With excesses building in everything from cotton to wheat, hedge funds can’t seem to get away from crop markets fast enough.
Bumper global harvests and slowing demand will push combined inventories of corn, soybeans and wheat to a record, according to U.S. government data. Those bountiful supplies prompted money managers to lower their bets on higher prices for a fifth straight week, U.S. government data show.
Trading has become more volatile as prices have dropped. The Bloomberg Agriculture Index of eight farm products has declined 17 percent this year, with the measure’s 60-day volatility reaching the highest since 2012 on Monday.

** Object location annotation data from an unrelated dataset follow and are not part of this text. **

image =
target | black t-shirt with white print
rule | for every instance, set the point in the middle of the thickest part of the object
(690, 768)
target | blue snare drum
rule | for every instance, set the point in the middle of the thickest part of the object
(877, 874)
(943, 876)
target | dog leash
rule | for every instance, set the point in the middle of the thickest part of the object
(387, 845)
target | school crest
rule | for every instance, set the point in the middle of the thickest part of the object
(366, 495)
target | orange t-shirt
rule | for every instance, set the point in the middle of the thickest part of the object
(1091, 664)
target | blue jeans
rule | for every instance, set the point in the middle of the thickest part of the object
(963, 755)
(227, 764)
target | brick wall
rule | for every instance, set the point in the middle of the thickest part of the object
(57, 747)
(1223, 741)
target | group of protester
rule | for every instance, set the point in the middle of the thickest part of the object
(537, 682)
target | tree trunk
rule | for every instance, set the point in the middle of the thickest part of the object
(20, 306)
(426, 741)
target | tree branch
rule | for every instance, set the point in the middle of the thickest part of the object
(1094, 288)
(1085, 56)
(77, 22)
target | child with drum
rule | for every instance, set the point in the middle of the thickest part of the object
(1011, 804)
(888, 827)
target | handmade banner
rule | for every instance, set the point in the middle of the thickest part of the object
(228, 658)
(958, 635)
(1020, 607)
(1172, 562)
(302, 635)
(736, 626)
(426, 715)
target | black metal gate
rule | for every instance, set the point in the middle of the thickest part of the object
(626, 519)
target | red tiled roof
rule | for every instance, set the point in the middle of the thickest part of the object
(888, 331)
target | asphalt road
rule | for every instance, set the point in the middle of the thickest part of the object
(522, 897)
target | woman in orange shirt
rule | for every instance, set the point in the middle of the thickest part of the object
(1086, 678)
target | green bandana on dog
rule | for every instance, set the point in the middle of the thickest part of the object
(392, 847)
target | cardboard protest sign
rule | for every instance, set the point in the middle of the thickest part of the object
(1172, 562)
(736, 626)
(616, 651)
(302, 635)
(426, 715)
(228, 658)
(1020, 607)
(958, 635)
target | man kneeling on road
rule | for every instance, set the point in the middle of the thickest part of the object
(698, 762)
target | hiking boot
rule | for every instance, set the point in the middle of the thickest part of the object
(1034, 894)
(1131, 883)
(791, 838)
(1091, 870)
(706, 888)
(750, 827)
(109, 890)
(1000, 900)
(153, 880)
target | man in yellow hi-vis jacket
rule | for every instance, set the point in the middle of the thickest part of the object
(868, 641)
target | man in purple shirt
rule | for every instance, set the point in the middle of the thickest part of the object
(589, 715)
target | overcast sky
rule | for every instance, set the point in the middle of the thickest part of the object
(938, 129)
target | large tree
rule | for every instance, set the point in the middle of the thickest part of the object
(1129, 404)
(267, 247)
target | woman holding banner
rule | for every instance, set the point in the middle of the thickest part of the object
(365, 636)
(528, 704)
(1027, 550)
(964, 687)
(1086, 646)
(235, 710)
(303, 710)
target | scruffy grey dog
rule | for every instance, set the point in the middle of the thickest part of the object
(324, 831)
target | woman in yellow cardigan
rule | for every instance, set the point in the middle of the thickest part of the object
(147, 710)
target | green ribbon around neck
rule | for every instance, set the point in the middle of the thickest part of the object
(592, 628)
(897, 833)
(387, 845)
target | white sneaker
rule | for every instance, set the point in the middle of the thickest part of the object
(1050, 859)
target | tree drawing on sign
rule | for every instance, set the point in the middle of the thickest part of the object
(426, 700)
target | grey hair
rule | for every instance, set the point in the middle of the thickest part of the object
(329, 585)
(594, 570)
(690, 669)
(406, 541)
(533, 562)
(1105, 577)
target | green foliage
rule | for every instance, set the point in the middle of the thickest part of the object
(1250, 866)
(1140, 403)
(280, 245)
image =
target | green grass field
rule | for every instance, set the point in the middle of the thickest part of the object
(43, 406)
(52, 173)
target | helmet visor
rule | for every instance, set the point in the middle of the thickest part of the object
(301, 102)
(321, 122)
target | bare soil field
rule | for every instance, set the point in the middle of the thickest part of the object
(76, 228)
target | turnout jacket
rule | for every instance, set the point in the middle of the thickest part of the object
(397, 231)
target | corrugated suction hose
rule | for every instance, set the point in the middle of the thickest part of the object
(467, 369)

“We’ve seen the volatility in the agricultural space as of late,” said Paul Springmeyer, a Minneapolis-based senior portfolio manager at Private Client Reserve at U.S. Bank, which oversees $127 billion. “Most people are trying to rein in the risk in their portfolio, and one way of doing it is just avoiding the space.”
Combined positions across 11 agricultural products fell 21 percent to 183,929 futures and options in the week ended Aug. 18, U.S. Commodity Futures Trading Commission data show. The holdings have dropped 67 percent in five weeks.
Supplies expanded after the Bloomberg Agriculture Index surged to a record in 2008 amid booming demand from China. Higher prices prompted farmers to increase output, sometimes with the benefit of government subsidies. Food costs tracked by the United Nations fell for a ninth month in July, the longest slump in more than a decade.
The U.S. Department of Agriculture this month unexpectedly raised its estimates for the domestic corn and soybean crops. In France, grain supplies are so abundant that silo operators are saying they can’t store any more. In South America, declining currencies are encouraging exporters to ramp up shipments of sugar and coffee that fetch dollars in return.
Weather can wreak havoc on supply. El Nino, which could bring excessive rainfall to South America, and dryness to parts of Asia and the Pacific, is growing stronger, Australia’s Bureau of Meteorology said last week.
The results of a Midwest crop tour shows that the USDA may have overestimated the size of this year’s harvest. Corn and soybean crops will probably be smaller than forecast by the government after wet weather stunted growth, Iowa-based Pro Farmer said Friday, after a four-day tour of fields.
“People have already discounted the larger supply issues that have been there,” said Donald Selkin, who helps manage about $3 billion as chief market strategist at National Securities Corp. in New York. “Maybe they have not discounted the potential for lower yields.”
Stockpiles can help to cushion the impact of adverse weather. The USDA expects combined inventories of corn, soybeans and wheat to rise for a third straight year.
The expanding gluts in crop markets mirror a trend across raw materials. The Bloomberg Commodity Index has tumbled 18 percent this year to the lowest since 1999, with more than half of its 22 components stuck in bear markets.
“Commodity investors are under a lot of pressure right now,” said Kelly Wiesbrock, a portfolio manager at Harvest Capital Strategies in San Francisco, which oversees $2.2 billion. “It’s hard to see these factors changing materially enough to make a huge correction.”